I'm following the Hands-On Large Language Models book to learn more about LLMs. I'm trying to generate text using the "microsoft/Phi-3-mini-4k-instruct" model which is used in the book. Somehow I get an error while trying the example code:
from transformers import AutoModelForCausalLM, AutoTokenizer, pipeline
# Load model and tokenizer
model = AutoModelForCausalLM.from_pretrained(
"microsoft/Phi-3-mini-4k-instruct",
#device_map = "cuda",
torch_dtype = "auto",
trust_remote_code = True
)
tokenizer = AutoTokenizer.from_pretrained("microsoft/Phi-3-mini-4k-instruct")
# create a pipeline
generator = pipeline(
"text-generation",
model = model,
tokenizer = tokenizer,
return_full_text = False,
max_new_tokens = 500,
do_sample = False
)
# The prompt
messages = [
{"role": "user",
"content": "Create a funny joke about chickens."}
]
# Generate output
output = generator(messages)
print(output[0]["generated_text"])
Which returns the following error:
---------------------------------------------------------------------------
AttributeError Traceback (most recent call last)
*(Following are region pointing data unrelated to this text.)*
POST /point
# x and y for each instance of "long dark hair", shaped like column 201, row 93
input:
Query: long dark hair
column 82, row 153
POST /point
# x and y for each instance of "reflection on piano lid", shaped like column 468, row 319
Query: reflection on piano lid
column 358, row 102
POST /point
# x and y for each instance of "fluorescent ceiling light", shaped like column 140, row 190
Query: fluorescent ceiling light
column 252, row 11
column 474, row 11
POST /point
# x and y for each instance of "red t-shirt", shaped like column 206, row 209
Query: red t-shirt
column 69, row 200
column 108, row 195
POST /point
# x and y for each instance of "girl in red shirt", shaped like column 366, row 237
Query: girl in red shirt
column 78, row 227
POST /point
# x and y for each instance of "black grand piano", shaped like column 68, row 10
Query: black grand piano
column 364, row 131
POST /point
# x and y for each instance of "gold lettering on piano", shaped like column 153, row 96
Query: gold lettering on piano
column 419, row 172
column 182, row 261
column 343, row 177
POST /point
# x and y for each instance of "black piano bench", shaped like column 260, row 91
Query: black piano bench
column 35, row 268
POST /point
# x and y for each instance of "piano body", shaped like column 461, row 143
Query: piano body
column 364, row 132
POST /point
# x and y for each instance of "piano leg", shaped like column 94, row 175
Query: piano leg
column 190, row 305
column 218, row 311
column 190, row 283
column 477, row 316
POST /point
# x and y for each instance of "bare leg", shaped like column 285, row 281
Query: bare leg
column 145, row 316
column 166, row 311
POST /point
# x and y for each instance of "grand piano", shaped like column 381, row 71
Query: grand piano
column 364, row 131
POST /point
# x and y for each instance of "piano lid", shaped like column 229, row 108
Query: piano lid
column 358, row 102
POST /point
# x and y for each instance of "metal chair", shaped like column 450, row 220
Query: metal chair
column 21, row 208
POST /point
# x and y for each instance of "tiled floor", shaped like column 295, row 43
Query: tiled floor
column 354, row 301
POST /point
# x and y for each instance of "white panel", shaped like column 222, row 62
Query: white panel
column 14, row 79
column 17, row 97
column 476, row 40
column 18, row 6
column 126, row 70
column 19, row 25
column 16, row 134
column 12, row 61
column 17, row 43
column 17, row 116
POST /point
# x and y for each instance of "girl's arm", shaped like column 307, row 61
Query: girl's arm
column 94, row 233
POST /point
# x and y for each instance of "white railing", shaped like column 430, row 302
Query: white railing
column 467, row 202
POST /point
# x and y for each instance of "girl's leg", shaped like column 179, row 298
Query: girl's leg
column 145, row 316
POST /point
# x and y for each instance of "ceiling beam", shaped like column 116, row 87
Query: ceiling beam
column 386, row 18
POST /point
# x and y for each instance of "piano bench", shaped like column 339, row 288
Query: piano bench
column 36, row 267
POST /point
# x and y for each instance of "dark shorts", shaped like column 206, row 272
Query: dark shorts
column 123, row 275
/tmp/ipython-input-1474234034.py in <cell line: 0>()
6
7 # Generate output
----> 8 output = generator(messages)
9 print(output[0]["generated_text"])
8 frames
~/.cache/huggingface/modules/transformers_modules/microsoft/Phi-3-mini-4k-instruct/0a67737cc96d2554230f90338b163bc6380a2a85/modeling_phi3.py in prepare_inputs_for_generation(self, input_ids, past_key_values, attention_mask, inputs_embeds, **kwargs)
1289 if isinstance(past_key_values, Cache):
1290 cache_length = past_key_values.get_seq_length()
-> 1291 past_length = past_key_values.seen_tokens
1292 max_cache_length = past_key_values.get_max_length()
1293 else:
AttributeError: 'DynamicCache' object has no attribute 'seen_tokens'
The model is loading, but I don't know why this error is happening.
This issue is being caused by the trust_remote_code=True parameter. Please modify it as follows:
# Load model and tokenizer
model = AutoModelForCausalLM.from_pretrained(
"microsoft/Phi-3-mini-4k-instruct",
#device_map = "cuda",
torch_dtype = "auto",
trust_remote_code = False # Change to False
)
trust_remote_code=True causes the download of outdated custom code from the Hugging Face Hub. This legacy code uses the past_key_values.seen_tokens attribute, which no longer exists in the current transformers library's DynamicCache class. Since the Phi-3 model is now included in the transformers library, custom code is no longer required. The transformers library code instead uses get_seq_length() in place of seen_tokens.